A single-marker test based on mixed linear model was used to analyze the association between DMR and gene expression/metabolic traits. Metabolic traits were from the study of Wen et al. [38]. There are 192 lines that have both metabolic data and methylation data. Two RNA-seq datasets were utilized, one with RNA-seq data for kernels 15 days after pollination [72] and another with RNA-seq data for leaf tissue. For kernel tissue, there are 193 lines that have both expression and methylation data. For leaf tissue, there are 108 lines with expression and methylation data. The RNA-seq reads were re-mapped to B73 v4 genome using TopHat2 [73] with the default parameters. Only the genes that have expression and methylation data in at least 60% of the lines were used. A two-step residual model was applied. In the first step, gene expression or metabolic traits (Y) were normalized using rank-based inverse normal transformation method. The normalized value was then fit in the following model to get a residual expression level (Y′) after controlling for the effect of population structure (Q) and individual relatedness (K).
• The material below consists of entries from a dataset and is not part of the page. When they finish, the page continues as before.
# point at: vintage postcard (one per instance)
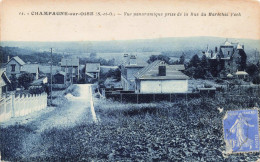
(129, 80)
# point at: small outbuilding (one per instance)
(59, 77)
(159, 77)
(92, 71)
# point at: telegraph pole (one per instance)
(51, 76)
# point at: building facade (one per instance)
(230, 57)
(92, 72)
(71, 69)
(14, 66)
(159, 77)
(129, 67)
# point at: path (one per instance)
(77, 110)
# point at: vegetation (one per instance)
(28, 56)
(25, 80)
(94, 59)
(181, 131)
(112, 73)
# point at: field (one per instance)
(182, 131)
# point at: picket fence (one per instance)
(15, 105)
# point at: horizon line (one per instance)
(127, 39)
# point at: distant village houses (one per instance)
(16, 66)
(92, 72)
(129, 67)
(229, 57)
(71, 68)
(159, 77)
(4, 81)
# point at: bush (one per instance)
(25, 80)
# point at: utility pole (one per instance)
(71, 72)
(51, 76)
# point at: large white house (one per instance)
(159, 77)
(16, 66)
(129, 67)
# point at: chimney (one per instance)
(132, 60)
(162, 70)
(125, 58)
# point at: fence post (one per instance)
(12, 103)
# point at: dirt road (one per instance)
(75, 110)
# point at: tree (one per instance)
(153, 58)
(182, 59)
(252, 69)
(25, 79)
(93, 55)
(14, 82)
(195, 61)
(204, 62)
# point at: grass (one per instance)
(181, 131)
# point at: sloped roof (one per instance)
(241, 73)
(30, 68)
(177, 67)
(151, 72)
(92, 67)
(227, 43)
(239, 46)
(139, 62)
(40, 81)
(17, 59)
(60, 72)
(46, 69)
(70, 62)
(3, 78)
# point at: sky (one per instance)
(29, 27)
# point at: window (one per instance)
(13, 67)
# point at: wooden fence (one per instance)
(15, 105)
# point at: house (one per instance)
(39, 82)
(16, 66)
(45, 70)
(32, 69)
(71, 68)
(230, 57)
(13, 67)
(59, 77)
(129, 67)
(241, 74)
(4, 82)
(92, 71)
(159, 77)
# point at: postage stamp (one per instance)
(241, 131)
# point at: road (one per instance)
(75, 110)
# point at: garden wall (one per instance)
(15, 105)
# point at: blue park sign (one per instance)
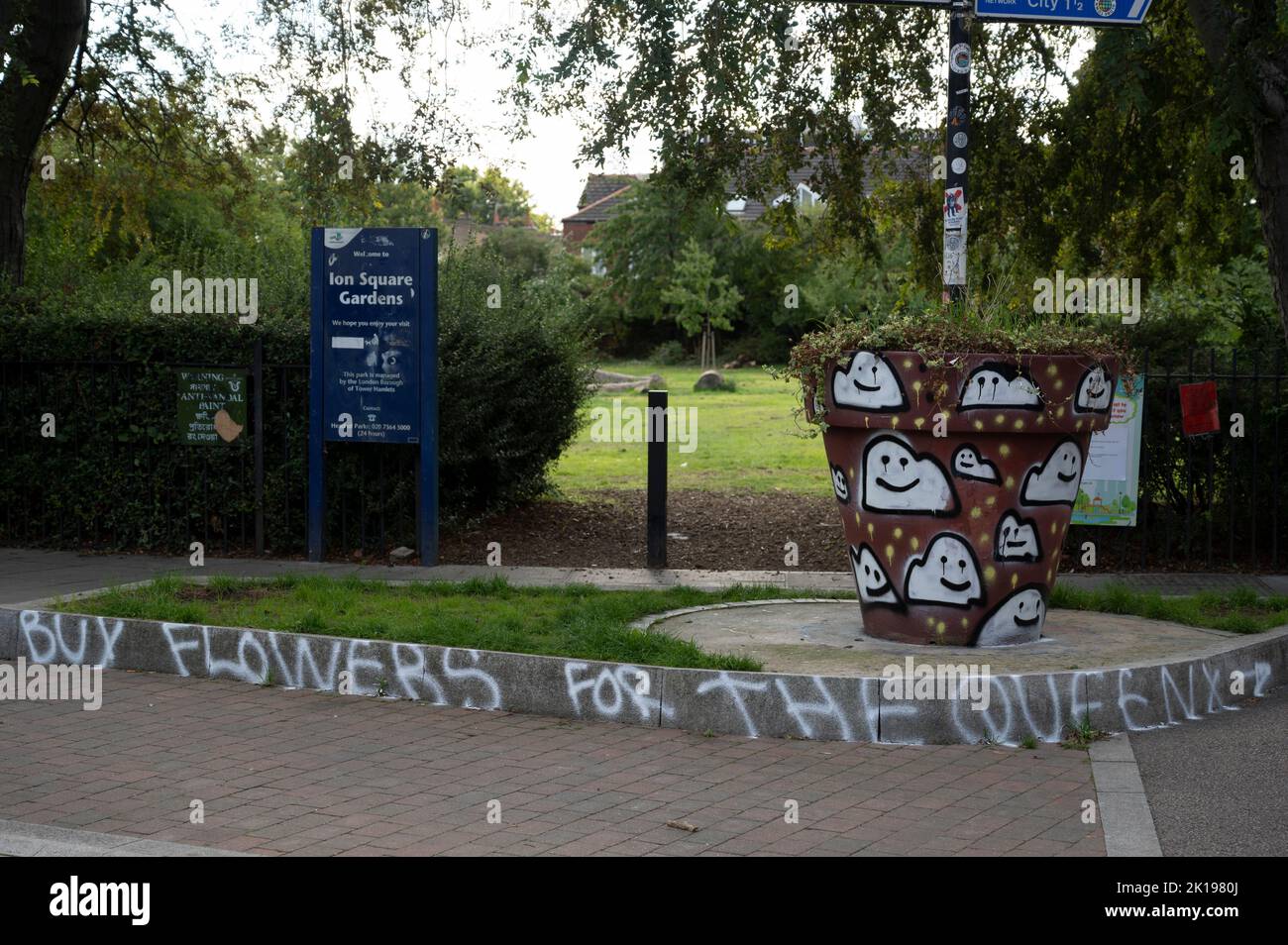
(1085, 12)
(374, 357)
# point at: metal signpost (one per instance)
(1095, 13)
(374, 358)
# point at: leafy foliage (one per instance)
(697, 295)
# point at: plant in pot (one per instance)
(956, 446)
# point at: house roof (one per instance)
(600, 209)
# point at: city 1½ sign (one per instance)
(957, 129)
(374, 357)
(1085, 12)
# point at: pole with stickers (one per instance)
(1095, 13)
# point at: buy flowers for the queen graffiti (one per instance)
(956, 485)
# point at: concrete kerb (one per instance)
(1020, 707)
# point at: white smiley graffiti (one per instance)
(1055, 481)
(1018, 619)
(1017, 540)
(969, 464)
(999, 385)
(871, 579)
(1095, 391)
(840, 484)
(868, 383)
(897, 479)
(947, 575)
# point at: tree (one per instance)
(702, 300)
(38, 43)
(132, 73)
(742, 86)
(488, 197)
(1245, 43)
$$ Y=Q+K+\upvarepsilon 1 $$

In step 2, the newly calculated Y′ was then used as the dependent variable to fit a linear regression model with DNA methylation (X) as the independent variable.
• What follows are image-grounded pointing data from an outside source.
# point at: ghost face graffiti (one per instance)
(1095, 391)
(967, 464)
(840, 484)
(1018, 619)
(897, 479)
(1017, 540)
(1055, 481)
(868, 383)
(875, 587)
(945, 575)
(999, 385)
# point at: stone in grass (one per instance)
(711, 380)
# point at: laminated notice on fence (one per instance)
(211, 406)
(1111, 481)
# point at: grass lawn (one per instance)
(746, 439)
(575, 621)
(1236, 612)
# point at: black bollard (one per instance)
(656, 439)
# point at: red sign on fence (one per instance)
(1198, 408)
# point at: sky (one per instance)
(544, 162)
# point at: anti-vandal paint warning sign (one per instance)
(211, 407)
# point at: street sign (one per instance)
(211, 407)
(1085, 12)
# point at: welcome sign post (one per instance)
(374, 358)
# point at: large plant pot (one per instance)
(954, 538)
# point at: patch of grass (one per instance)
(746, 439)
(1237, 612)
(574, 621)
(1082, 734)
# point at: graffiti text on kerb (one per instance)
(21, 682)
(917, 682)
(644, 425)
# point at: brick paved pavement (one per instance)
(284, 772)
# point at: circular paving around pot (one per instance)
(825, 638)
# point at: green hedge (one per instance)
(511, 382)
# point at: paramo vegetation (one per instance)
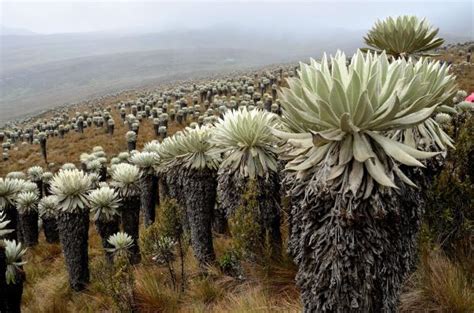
(300, 188)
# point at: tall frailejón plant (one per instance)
(147, 161)
(9, 188)
(27, 206)
(249, 154)
(126, 180)
(15, 276)
(402, 37)
(105, 203)
(197, 164)
(3, 261)
(349, 180)
(70, 188)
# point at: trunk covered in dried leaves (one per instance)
(50, 227)
(3, 282)
(73, 233)
(357, 263)
(11, 214)
(29, 228)
(200, 190)
(130, 224)
(105, 230)
(230, 190)
(149, 192)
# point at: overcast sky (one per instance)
(67, 16)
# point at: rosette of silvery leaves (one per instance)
(71, 188)
(339, 121)
(47, 207)
(104, 203)
(126, 179)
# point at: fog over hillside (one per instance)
(59, 53)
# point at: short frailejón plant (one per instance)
(71, 188)
(403, 37)
(147, 161)
(105, 203)
(126, 180)
(197, 165)
(249, 153)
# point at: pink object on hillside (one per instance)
(470, 98)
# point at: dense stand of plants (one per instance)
(346, 142)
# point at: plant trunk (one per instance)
(130, 224)
(132, 145)
(3, 282)
(105, 230)
(220, 224)
(11, 214)
(29, 228)
(39, 184)
(73, 233)
(353, 263)
(231, 188)
(149, 192)
(43, 150)
(50, 227)
(174, 183)
(200, 190)
(269, 199)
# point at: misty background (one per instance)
(52, 53)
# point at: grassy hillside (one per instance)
(439, 284)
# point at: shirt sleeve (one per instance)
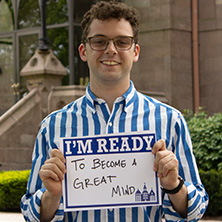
(197, 196)
(31, 201)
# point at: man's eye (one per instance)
(99, 41)
(122, 42)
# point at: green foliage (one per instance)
(212, 181)
(206, 135)
(12, 188)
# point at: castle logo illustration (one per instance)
(145, 195)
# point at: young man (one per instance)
(112, 105)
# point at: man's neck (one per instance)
(110, 92)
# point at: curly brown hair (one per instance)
(110, 10)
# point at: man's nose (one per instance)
(111, 47)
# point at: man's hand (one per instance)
(166, 164)
(52, 173)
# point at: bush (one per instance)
(12, 188)
(206, 135)
(212, 181)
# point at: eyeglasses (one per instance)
(101, 42)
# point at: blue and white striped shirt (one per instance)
(133, 111)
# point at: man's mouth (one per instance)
(110, 63)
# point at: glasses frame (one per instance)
(88, 40)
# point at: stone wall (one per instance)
(165, 63)
(210, 48)
(18, 129)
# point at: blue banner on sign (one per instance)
(108, 144)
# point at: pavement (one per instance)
(17, 217)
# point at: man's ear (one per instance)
(82, 52)
(136, 53)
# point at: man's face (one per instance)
(109, 66)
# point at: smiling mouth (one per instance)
(110, 63)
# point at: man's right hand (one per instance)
(52, 173)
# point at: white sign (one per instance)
(109, 171)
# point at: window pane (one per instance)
(56, 12)
(80, 68)
(6, 16)
(27, 46)
(29, 14)
(6, 74)
(81, 6)
(59, 40)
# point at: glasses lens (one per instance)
(123, 43)
(98, 42)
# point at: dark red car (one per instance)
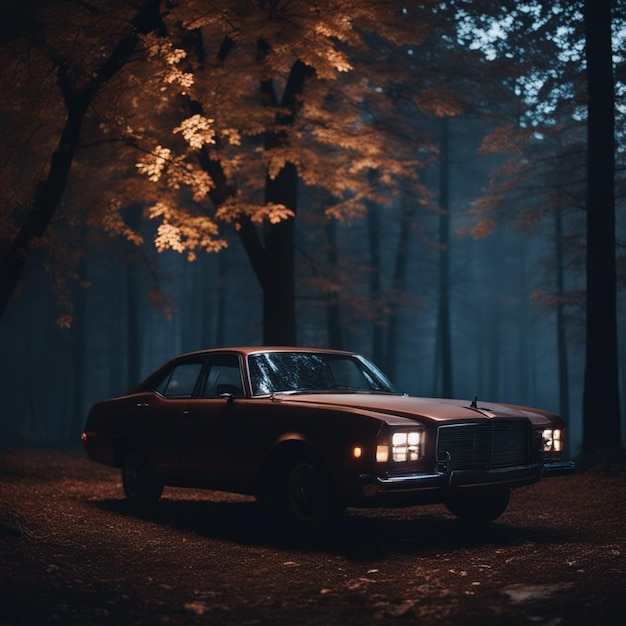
(315, 431)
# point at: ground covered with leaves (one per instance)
(72, 552)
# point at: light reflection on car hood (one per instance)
(435, 409)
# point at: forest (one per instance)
(437, 184)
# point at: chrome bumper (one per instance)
(562, 468)
(448, 477)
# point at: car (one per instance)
(313, 431)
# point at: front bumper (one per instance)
(449, 477)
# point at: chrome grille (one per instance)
(486, 445)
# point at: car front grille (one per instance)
(486, 445)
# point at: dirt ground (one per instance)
(72, 552)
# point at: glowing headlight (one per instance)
(552, 440)
(405, 446)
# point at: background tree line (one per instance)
(425, 182)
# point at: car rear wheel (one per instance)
(141, 484)
(480, 505)
(310, 500)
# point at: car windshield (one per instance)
(274, 372)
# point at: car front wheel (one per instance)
(310, 499)
(141, 484)
(479, 505)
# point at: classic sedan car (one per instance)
(314, 431)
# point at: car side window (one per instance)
(181, 381)
(347, 374)
(223, 377)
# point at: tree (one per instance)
(601, 408)
(563, 158)
(279, 96)
(81, 67)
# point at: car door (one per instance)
(208, 425)
(165, 410)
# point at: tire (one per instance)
(310, 500)
(480, 505)
(141, 485)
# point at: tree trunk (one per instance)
(373, 220)
(443, 317)
(601, 408)
(398, 287)
(333, 310)
(49, 191)
(560, 315)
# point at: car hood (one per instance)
(422, 409)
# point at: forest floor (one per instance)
(72, 552)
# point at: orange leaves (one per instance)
(182, 232)
(235, 209)
(197, 131)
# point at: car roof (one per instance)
(246, 350)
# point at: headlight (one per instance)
(406, 446)
(552, 441)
$$ Y^{\prime }=\beta X+\upvarepsilon 2 $$

The resulting P value was corrected using the Bonferroni method (P < 0.01/n), and the value was 1.13 × 10−6 for CG, 1.02 × 10−6 for CHG, and 1.97 × 10−6 for CHH. The direction of association was inferred from β value.

Mendelian randomization

In order to investigate whether DNA methylation is a cause or a consequence of differential gene expression, Mendelian randomization (MR) test was performed using the significant DMR-gene expression associations. Only the associations where the DMR and the gene are within 1 Mb of each other were used. In the model where DMR is a cause, we identify instrumental SNPs that are significantly associated with DNA methylation, but not associated with gene expression. All the significant SNPs within 1 Mb of DMRs were extracted, and the associations between these SNPs with expression were calculated using the mixed model adjusting for Q and K. The SNPs that are significantly associated with gene expression (P < 0.05/DMR number) were filtered out, and the one with the most significant association with DNA methylation from the remaining SNPs was kept. The observed effect of the SNP on expression from the mixed model was then compared with the predicted effect which was calculated using the following formula,

$$ {\beta}_{\mathrm{pred}}={\beta}_{\mathrm{expr}\sim \mathrm{DMR}}\times {\beta}_{\mathrm{DMR}\sim \mathrm{SNP}} $$

In the consequential analysis, instrumental SNPs were required to be associated with gene expression but not with DMR. First, all significant SNPs within 1 Mb of genes were extracted. Then, the SNPs with significant associations with DMR (P < 0.05/gene number) were filtered out, and then, the most significant SNP with gene expression was chosen from the remaining SNP list. We then calculated the effect of gene expression on DMR using gene expression as independent variable and DNA methylation as response. The observed effect of SNP on DMR was from the model DMR~SNP. And the predicted effect was calculated as follows:

$$ {\beta}_{\mathrm{pred}}={\beta}_{\mathrm{expr}\sim \mathrm{SNP}}\times {\beta}_{\mathrm{DMR}\sim \mathrm{expr}} $$

The above analysis was performed separately for each of the three sequence contexts.